I have a time-series cross-sectional dataset consisting of 100 individuals that each had 4 features measured yearly for 21 consecutive years. One of the features is binary and the other three are continuous.
Below is a fictitious example of what my dataset looks like:
x1<-rep(1:100, each=21)
x2<-rep(rep(2000:2020), 100)
x3<-round(rnorm(210), digits=2)
x4<-round(rnorm(210), digits=2)
x5<-round(rnorm(210), digits=2)
x6<-sample(0:1, 210, replace=T)
x<-data.frame(cbind(x1, x2, x3, x4, x5, x6))
colnames(x)<-c("Person", "Year", "X1", "X2", "X3", "Y")
> head(x)
Person Year X1 X2 X3 Y
1 1 2000 1.07 -0.38 -2.78 0
2 1 2001 1.03 1.35 0.35 0
3 1 2002 -0.14 -2.23 0.46 1
4 1 2003 -0.88 -0.22 0.12 1
5 1 2004 0.17 1.79 0.64 0
6 1 2005 -0.45 2.10 1.75 0
> tail(x)
Person Year X1 X2 X3 Y
2095 100 2015 0.55 2.21 -0.54 1
2096 100 2016 0.70 0.04 2.12 1
2097 100 2017 -2.49 -1.47 -1.19 1
2098 100 2018 -0.70 1.17 0.79 0
2099 100 2019 1.21 0.47 0.31 0
2100 100 2020 -0.92 -1.53 1.20 0
I wish to train different learning algorithms on this dataset to forecast/predict each individual's class, $Y$.

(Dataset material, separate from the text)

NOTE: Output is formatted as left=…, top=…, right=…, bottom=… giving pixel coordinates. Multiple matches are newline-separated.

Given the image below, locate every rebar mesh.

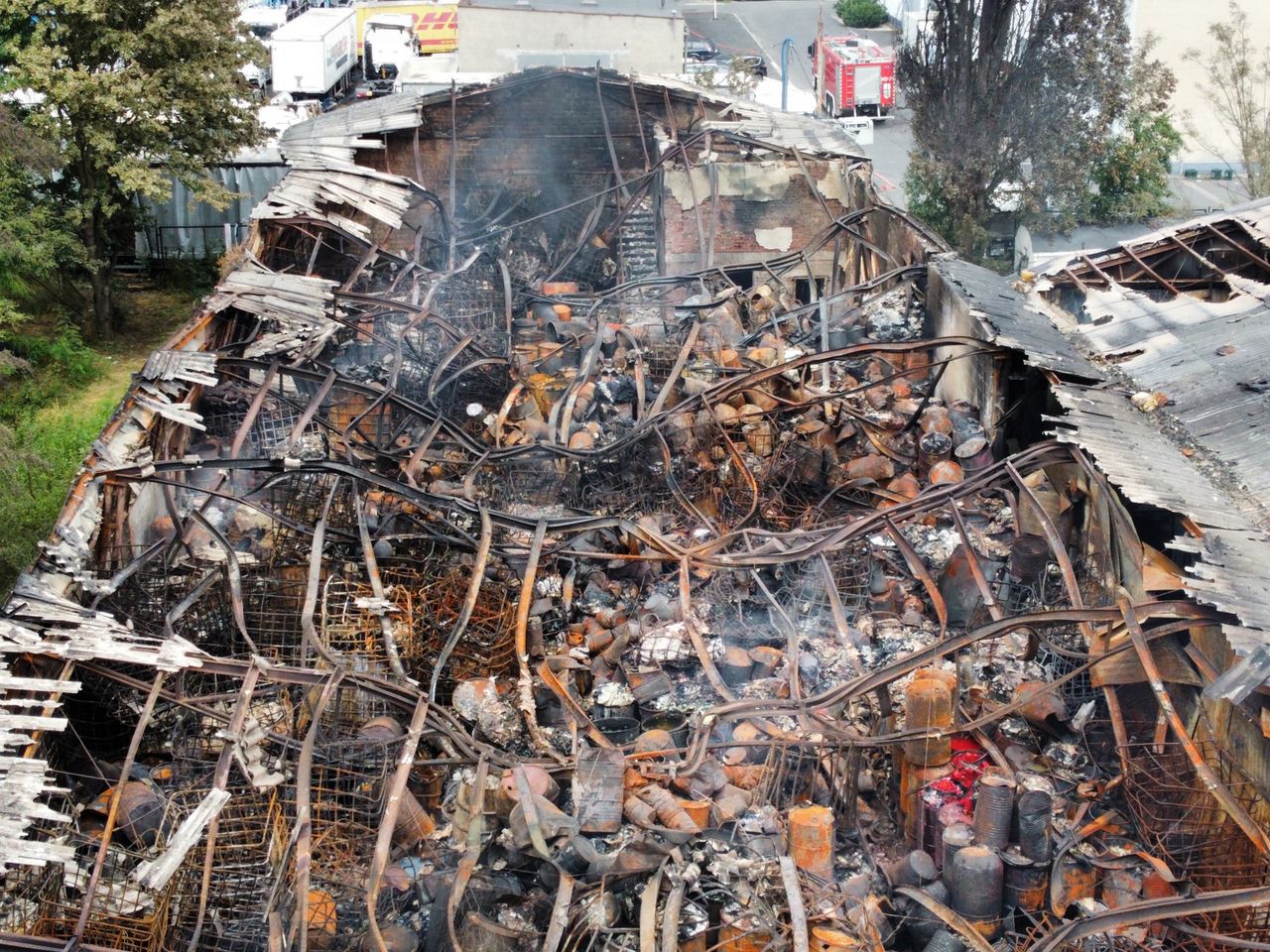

I am finding it difficult to think how off-the-shelf learning algorithms like decision trees, support vector machines, neural networks, and so on, can be trained and tuned on this type of data in R. I usually use the $caret$ package in R when I am training and tuning learning algorithms on cross-sectional data.
Q1: Is is possible to adapt and apply machine learning methods to solve this type of problem?
Q2: Is this the best way to store time-series cross-sectional data for analysis in R?
Although I do not know where to start with tackling this type of classification problem, I realise that one cannot use $k$-fold cross validation to tune hyperparamters since the data is probably correlated across time. A possible solution would be to use moving/sliding window cross validation?
Q3: Is there a package available in R for doing moving/sliding window cross validation?